Les vacances, plaisir exigé

Les vacances, une parenthèse enchantée ? Oui, mais attention : 
derrière cet hymne à la liberté se cachent de puissantes normes sociales. Un bonheur très codifié…

Les vacances, et particulièrement sous la forme du voyage, représentent désormais l’une des figures privilégiées du bonheur (aux côtés bien sûr de la famille et de la maison). En témoignent les aspirations à partir et les usages publicitaires et marchands de cette envie d’ailleurs. Une figure contemporaine du bonheur a pris forme et sens, offrant un éventail d’images, plus ou moins stéréotypées, et de destinations ou séjours possibles, quoique très inégalement accessibles.

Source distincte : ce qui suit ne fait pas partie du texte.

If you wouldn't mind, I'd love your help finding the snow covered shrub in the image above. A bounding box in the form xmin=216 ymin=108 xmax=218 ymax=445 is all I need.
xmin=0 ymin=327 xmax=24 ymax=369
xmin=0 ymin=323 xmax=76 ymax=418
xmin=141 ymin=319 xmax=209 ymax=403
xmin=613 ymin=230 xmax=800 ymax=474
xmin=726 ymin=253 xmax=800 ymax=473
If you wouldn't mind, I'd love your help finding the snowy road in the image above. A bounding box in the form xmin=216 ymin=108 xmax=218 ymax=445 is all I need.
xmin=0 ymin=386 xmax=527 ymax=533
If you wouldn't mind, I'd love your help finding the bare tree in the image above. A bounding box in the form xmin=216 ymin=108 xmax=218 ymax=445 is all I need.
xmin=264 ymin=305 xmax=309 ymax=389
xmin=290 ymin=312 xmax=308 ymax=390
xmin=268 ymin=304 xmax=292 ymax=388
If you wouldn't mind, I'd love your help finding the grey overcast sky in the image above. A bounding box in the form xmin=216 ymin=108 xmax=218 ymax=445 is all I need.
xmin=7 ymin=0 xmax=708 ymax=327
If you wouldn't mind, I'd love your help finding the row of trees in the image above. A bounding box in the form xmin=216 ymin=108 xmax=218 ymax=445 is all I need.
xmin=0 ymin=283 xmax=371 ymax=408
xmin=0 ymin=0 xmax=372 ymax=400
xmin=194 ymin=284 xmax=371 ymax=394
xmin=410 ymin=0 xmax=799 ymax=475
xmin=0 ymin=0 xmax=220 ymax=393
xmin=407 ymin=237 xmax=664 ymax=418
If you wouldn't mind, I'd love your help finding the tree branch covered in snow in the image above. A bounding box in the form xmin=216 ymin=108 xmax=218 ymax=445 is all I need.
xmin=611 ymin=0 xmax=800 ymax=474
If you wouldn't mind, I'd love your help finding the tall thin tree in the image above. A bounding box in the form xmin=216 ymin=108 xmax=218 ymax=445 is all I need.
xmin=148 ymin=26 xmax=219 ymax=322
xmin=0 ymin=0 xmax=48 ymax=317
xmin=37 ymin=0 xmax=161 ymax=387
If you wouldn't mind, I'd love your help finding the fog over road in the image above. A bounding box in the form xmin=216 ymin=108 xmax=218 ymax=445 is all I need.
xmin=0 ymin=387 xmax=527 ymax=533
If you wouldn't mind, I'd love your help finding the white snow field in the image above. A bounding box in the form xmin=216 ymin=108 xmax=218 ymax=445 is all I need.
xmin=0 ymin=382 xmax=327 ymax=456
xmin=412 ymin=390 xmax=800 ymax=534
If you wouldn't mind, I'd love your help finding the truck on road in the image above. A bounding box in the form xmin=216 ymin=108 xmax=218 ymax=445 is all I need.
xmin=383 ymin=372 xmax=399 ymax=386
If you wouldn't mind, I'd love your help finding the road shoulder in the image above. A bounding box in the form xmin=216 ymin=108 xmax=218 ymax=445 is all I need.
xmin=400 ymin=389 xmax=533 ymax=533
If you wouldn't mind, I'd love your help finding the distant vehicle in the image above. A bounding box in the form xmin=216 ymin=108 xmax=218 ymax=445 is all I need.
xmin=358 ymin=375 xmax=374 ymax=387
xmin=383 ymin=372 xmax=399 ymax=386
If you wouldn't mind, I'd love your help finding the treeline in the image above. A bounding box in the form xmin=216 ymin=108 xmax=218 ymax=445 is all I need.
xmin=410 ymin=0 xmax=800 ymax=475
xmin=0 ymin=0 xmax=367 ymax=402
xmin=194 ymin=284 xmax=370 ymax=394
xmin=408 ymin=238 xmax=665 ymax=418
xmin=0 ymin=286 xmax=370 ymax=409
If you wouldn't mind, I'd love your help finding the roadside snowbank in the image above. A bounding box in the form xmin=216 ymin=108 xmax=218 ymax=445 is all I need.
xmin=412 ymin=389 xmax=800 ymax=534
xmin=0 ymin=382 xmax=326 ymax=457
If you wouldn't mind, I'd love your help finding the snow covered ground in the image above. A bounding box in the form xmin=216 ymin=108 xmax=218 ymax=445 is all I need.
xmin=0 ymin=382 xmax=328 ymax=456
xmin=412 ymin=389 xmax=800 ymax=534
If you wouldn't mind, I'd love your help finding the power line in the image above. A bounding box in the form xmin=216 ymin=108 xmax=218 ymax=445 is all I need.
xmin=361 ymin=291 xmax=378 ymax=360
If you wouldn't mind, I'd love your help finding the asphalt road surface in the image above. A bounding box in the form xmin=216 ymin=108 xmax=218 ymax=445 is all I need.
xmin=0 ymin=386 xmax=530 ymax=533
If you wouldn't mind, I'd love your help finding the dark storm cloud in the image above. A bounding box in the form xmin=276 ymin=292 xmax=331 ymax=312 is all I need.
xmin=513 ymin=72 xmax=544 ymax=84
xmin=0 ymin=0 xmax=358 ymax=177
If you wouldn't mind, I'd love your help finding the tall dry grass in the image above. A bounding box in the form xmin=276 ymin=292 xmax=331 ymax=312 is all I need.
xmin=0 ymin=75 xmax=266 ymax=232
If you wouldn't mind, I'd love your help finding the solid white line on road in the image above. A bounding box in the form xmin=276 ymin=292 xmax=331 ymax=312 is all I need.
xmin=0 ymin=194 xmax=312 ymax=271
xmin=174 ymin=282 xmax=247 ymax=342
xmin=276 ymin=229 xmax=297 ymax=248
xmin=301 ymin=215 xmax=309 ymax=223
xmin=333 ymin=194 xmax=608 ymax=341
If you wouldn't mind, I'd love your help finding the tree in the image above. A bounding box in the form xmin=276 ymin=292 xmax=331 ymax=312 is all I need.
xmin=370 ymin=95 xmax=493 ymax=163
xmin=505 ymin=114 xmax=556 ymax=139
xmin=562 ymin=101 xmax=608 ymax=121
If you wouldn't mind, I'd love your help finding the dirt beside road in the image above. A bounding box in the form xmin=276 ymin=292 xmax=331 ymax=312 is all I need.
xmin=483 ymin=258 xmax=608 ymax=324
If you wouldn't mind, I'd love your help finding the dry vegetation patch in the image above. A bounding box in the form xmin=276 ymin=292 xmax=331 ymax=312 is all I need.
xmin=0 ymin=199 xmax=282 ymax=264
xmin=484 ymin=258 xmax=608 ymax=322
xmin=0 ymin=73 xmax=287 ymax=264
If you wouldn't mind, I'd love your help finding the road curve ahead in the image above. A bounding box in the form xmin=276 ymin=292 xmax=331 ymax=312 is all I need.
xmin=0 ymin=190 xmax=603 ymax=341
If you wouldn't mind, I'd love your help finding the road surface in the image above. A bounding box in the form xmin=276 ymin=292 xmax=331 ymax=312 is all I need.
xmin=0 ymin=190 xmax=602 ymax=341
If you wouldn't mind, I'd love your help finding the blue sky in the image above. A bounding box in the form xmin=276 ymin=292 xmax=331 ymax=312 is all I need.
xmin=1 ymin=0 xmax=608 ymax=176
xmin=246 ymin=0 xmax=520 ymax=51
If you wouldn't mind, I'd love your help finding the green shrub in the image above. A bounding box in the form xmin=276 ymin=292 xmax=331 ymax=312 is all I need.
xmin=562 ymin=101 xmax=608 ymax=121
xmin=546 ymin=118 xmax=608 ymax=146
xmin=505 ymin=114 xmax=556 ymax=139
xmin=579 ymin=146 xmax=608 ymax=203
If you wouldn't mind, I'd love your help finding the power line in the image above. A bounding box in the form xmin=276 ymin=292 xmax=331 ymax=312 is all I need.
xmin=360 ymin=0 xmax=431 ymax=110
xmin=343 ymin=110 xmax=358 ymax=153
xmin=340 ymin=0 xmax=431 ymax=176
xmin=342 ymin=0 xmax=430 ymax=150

Ce bonheur projeté dans les vacances ne réside pas seulement dans la perspective plus ou moins réaliste de son avènement car, en réalité, « la promesse de bonheur est déjà bonheur 1 ». Croire en des jours meilleurs et les attendre (ces voyages dont on se dit qu’un jour, c’est certain, on les fera), c’est s’affranchir en pensée du quotidien ou de sa condition afin, comme l’écrivait Roland Barthes à propos des mythes, « d’évacuer le réel ». Invitations au départ et au voyage ouvrent une brèche dans nos existences, tracent, sur fond d’exotisme et d’altérité choisie, un horizon temporel et une alternative à la banalité et à la répétitivité du quotidien. Dans cette perspective, le bonheur des vacances remplit une fonction d’antidote, voire d’insoumission au présent, qui aide à surmonter les épreuves vécues ici-bas et, ce faisant, à se réapproprier son destin.